Zusammenfassung der Ergebnisse:
Die ungewöhnlichen Gewölbeanfänger im Überlinger Münster mit den „abgeknickten Rippen“ hatten mich gereizt. Wofür waren sie ursprünglich angefertigt worden, warum hatte man sie an dieser Stelle eingebaut?
Völlig überraschend führte mich aber dann die Rekonstruktion der ehemals geplanten Gewölbe zu neuen Erkenntnissen einer bisher unbekannten, architektonisch sehr interessanten Planungs- und Bauphase des Überlinger Münsters.
So muss m.E. die zeitliche Abfolge gewesen sein:
eine große Hallenkirche, gegen 1420 geplant und mit der Ausführung der Außenwände teilweise begonnen. Die Fenstergewände und Anfänger der Gewölbe sind in den Seiten-schiffen erhalten
zwischen 1420 / 1429 Umplanung und in den Jochen 7 und 8 im nordwestlichen Seitenschiff auch Ausführung incl. des Daches und der Gewölbeanfänger
Ausführung ab 1429 bis 1436, zunächst beginnend am Chor bis vermutlich zum Joch 5 oder 6.

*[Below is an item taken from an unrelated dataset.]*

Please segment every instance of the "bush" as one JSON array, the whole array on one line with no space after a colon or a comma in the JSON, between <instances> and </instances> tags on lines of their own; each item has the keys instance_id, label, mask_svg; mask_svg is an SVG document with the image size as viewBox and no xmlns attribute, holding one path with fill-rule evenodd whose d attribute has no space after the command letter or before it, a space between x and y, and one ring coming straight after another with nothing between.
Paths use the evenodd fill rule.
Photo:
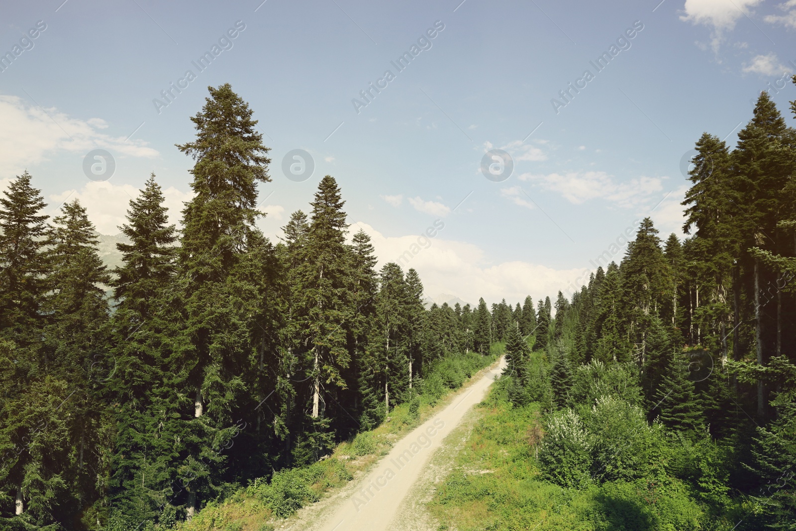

später (ab ca.1470) folgte der Einbau von Seitenkapellen und ab 1512 der Umbau der Dächer
der ursprüngliche Plan 1420
Diese Zeichnung zeigt die ursprüngliche Planung mit 3 gleichbreiten Kirchenschiffen. Die Höhe der Kämpfer im Mittelschiff liegt 15,10m, die der Seitenschiffe 12,50m über Fußbodenhöhe.
(Differenz 2,60m = 8 Fuß, gleiche Differenz bei Umbau und Erhöhung der Chorgewölbe)
Nach Einstellung der Arbeiten an dieser ursprünglich geplanten 3-schiffigen Hallenkirche hatte es offensichtlich einen Versuch gegeben, die architektonische Vision beizubehalten:
die bisher unbekannte Planung vor 1429:
der lichtdurchflutete Kirchenraum unter hohen Gewölben, aber jetzt in einer veränderten und den statisch konstruktiven Erfordernissen angepassten Form.
Die Seitenschiffe waren niedriger, von einer Stützenreihe unterteilt. Dadurch wurde im Mittelschiff ein Obergaden notwendig mit Fenstern über den Seitendächern zur Belichtung des Mittelschiffs. Aus dieser Planungsphase sind Mittelschiff, Obergaden, Dachstuhl und die drei „unpassenden Gewölbeanfänger“ im heutigen Münster erhalten.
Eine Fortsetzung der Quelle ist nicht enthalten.